La centralità del culto dei  morti presso gli Etruschi è attestata dalle numerose necropoli e tombe  isolate disseminate in Toscana e nel Lazio; convinti che il defunto conservasse l’individualità congiunta alle proprie spoglie mortali, concepirono il sepolcro come un’abitazione sotterranea, arredata con letti, tavoli, utensili e affrescata da vivaci pitture.
La società etrusca era formata da nobili, discendenti dei primi dominatori, e servi, discendenti delle popolazioni preesistenti all'occupazione etrusca. Vi erano schiavi adibiti ai lavori più pesanti, ma anche schiavi semiliberi che, per i loro meriti, potevano condurre vita migliore e anche elevarsi socialmente.
Velia Velcha, dalla Tomba
dell'Orco di Tarquinia.  
E' nota in tutto il mondo come la Fanciulla Velca. Il suo squisito ritratto è considerato uno dei capolavori dell’arte antica ed è il frammento più “classico” di tutta la pittura funeraria etrusca. Si chiamava Velia, Velia Spurinna. Era nipote di Velthur il Grande, che aveva comandato due eserciti etruschi all’assedio di Siracusa e di Ravnthu Thefrinai: era sorella di Avle, l’eroe Tarquiniese che affrontò Roma in campo aperto e la vinse. Sposò Arnth Velcha, appartenente ad un’aristocratica famiglia di magistrati di rango così alto che avevano il diritto di essere scortati dai littori con i fasci di verghe e l’ascia bipenne che, prima a Tarquinia e poi a Roma, furono il simbolo del massimo potere. Dei Velcha conosciamo anche l’aspetto perché molti di essi furono dipinti nelle pareti della loro grande Tomba degli Scudi, che prende il nome dalle armi raffigurate in uno dei suoi affreschi. Qui tra gli altri, appaiono anche i genitori di Arnth che, adagiati sul letto conviviale davanti ad una tavola imbandita, si scambiano l’uovo dell’eterna fertilità mentre una giovane ancella muove per loro un ventaglio di foglie e di piume. Arnth e suo fratello Vel, avvolti in caldi mantelli, stanno invece in piedi vicino ad una porta. Velia, sposando, assunse dai Velcha il nome con il quale è nota in tutto il mondo. Eppure portava in sè così impresse la grazia e la dignità degli Spurinna che questi, straziati dalla sua morte forse precoce, la vollero dipinta nella loro Tomba dell’Orco.

Dal IX al VII sec. a.C. si verificarono importanti migrazioni di alcune tribù Slave dalla regione dell'alta Vistola verso l'alto Bug, la Volinia.
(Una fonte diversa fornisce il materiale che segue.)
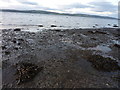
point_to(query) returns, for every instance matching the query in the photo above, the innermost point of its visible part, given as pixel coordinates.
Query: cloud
(29, 3)
(75, 5)
(103, 7)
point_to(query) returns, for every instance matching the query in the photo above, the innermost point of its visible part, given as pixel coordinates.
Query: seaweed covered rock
(26, 71)
(103, 64)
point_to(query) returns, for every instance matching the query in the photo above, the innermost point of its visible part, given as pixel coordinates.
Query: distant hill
(54, 13)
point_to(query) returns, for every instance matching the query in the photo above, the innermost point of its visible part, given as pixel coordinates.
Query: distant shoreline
(54, 13)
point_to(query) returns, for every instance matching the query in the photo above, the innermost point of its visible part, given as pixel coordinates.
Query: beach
(61, 58)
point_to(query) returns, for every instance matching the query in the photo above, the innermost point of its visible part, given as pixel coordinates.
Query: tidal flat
(61, 58)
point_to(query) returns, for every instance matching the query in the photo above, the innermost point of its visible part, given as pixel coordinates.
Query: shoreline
(76, 58)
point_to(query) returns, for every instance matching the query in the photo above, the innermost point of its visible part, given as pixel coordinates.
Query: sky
(92, 7)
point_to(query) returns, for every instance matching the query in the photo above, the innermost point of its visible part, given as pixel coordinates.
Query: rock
(117, 45)
(26, 71)
(53, 26)
(98, 32)
(96, 24)
(7, 52)
(4, 47)
(40, 25)
(103, 64)
(21, 39)
(17, 29)
(115, 25)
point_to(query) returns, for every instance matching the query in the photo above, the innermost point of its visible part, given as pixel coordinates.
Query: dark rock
(17, 29)
(53, 26)
(97, 32)
(93, 38)
(7, 52)
(115, 25)
(26, 71)
(4, 47)
(16, 48)
(117, 45)
(19, 43)
(14, 41)
(103, 64)
(21, 39)
(96, 24)
(40, 25)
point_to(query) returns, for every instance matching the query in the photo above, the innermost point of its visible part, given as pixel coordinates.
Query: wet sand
(76, 58)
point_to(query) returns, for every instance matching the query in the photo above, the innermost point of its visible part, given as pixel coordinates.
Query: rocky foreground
(81, 58)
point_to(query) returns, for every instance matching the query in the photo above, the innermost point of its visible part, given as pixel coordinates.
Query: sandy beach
(61, 58)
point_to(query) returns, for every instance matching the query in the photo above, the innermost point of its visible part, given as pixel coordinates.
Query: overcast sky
(93, 7)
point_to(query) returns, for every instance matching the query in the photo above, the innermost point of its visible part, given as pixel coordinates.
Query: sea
(31, 21)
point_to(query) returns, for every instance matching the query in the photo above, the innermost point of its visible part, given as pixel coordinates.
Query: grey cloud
(75, 5)
(103, 7)
(27, 2)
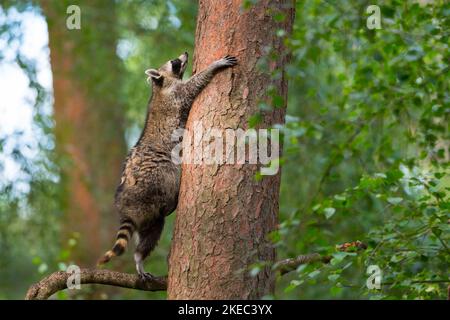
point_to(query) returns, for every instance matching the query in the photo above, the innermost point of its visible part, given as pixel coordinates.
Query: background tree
(225, 215)
(87, 104)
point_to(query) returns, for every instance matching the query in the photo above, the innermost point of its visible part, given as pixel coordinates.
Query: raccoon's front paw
(227, 61)
(146, 276)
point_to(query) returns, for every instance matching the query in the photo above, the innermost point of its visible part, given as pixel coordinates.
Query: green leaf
(329, 212)
(394, 200)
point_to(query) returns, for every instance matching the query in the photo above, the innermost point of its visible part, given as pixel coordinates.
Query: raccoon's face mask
(172, 69)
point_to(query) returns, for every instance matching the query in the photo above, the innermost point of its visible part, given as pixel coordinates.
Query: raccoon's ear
(154, 74)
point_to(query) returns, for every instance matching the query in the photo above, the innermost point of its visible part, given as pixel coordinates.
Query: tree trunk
(224, 214)
(88, 121)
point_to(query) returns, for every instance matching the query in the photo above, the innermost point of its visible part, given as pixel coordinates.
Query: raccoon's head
(172, 69)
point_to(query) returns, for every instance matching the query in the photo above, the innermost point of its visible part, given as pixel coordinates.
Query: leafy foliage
(367, 138)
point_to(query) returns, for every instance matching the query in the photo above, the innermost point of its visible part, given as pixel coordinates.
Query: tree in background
(89, 120)
(225, 215)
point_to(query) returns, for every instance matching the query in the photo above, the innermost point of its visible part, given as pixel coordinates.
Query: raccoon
(149, 187)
Ricostruzione di Septimontium.
Dall' 850 a.C. - Da Andrea Carandini in https://www.youtube.com/watch?v=mfxvEHr842Q: "Lo storico antiquario Marco Terenzio Varrone (116 a.C. - 27 a.C.) tramanda la conoscenza di un grande centro protourbano non centralizzato chiamato Septimontium, poco più piccolo di quella che sarebbe stata Roma almeno un secolo prima della sua fondazione. Con i suoi 290 ettari, la prima Roma era più estesa di Veio, la maggiore città etrusca, e proprio gli etruschi furono fra i primi fondatori di città, a cui si rivolse Romolo per conoscere i riti e le liturgie augurali delle fondazioni.".